Analysts say bitcoin could reach $80,000 if crude oil prices remain weak and the Federal Reserve moves to cut interest rates. They point to links between energy costs, mining economics and U.S. monetary policy.
Research notes and strategy memos on trading desks this week identified two main channels. Lower fuel and electricity costs reduce bitcoin miners’ operating expenses, which can lower miners’ break-even levels and reduce selling pressure. Easier U.S. monetary policy can lower real yields on safe assets and weaken the dollar, factors that have tended to support demand for risk assets.
Several teams ran scenario-based models that assume oil prices stay at current lower levels for several months while the Fed eases policy over the next year. Under those assumptions, the analysts’ base-case paths for bitcoin rose to roughly $80,000.
“Lower energy costs improve miners’ margins and reduce forced selling, while rate cuts increase investors’ willingness to hold crypto,” a crypto strategist wrote in a client update summarizing the conditions behind the $80,000 estimate.
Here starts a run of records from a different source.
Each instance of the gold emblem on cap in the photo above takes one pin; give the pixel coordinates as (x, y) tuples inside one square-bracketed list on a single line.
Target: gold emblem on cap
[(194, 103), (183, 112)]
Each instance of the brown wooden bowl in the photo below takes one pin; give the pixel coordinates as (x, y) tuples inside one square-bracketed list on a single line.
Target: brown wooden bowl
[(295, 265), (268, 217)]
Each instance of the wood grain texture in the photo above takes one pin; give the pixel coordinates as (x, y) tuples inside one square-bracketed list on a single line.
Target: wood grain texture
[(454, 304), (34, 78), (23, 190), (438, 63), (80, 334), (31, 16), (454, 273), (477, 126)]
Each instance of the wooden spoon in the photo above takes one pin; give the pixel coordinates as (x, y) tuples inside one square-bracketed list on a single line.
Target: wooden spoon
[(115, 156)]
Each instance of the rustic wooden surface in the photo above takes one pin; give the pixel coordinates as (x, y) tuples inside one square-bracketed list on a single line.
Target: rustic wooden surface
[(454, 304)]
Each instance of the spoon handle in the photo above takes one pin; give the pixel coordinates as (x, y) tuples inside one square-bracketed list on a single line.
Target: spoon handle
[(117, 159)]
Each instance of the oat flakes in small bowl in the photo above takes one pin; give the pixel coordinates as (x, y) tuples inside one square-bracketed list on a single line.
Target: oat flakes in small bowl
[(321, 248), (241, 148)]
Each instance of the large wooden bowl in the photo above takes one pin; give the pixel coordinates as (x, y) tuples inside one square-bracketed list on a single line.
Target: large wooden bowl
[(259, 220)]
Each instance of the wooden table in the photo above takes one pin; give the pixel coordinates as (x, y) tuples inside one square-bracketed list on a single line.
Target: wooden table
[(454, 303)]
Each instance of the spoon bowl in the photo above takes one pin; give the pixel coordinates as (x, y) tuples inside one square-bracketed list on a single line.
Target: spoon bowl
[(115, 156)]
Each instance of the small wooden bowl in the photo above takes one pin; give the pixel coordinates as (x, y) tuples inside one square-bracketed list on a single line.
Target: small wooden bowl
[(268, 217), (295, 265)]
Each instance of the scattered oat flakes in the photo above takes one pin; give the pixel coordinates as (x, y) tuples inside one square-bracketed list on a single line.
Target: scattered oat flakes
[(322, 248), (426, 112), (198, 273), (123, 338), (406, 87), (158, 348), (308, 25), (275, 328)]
Analysts warned the outcome depends on several variables. A rebound in oil could push inflation higher and delay Fed easing. Other risks cited include tighter regulation, sudden shifts in global liquidity and economic data that leave interest rates higher for longer.
Bitcoin has shown sensitivity to macroeconomic conditions in prior cycles. It reached an all-time high near $69,000 in November 2021 during a period of strong risk appetite and fell sharply in 2022 when global inflation rose and central banks tightened policy.
Analysts say the scenario that would lift bitcoin to about $80,000 requires both sustained weakness in crude oil and a clear shift by the Fed toward rate cuts. Their models assign a lower probability to that rally if one or both conditions do not materialize.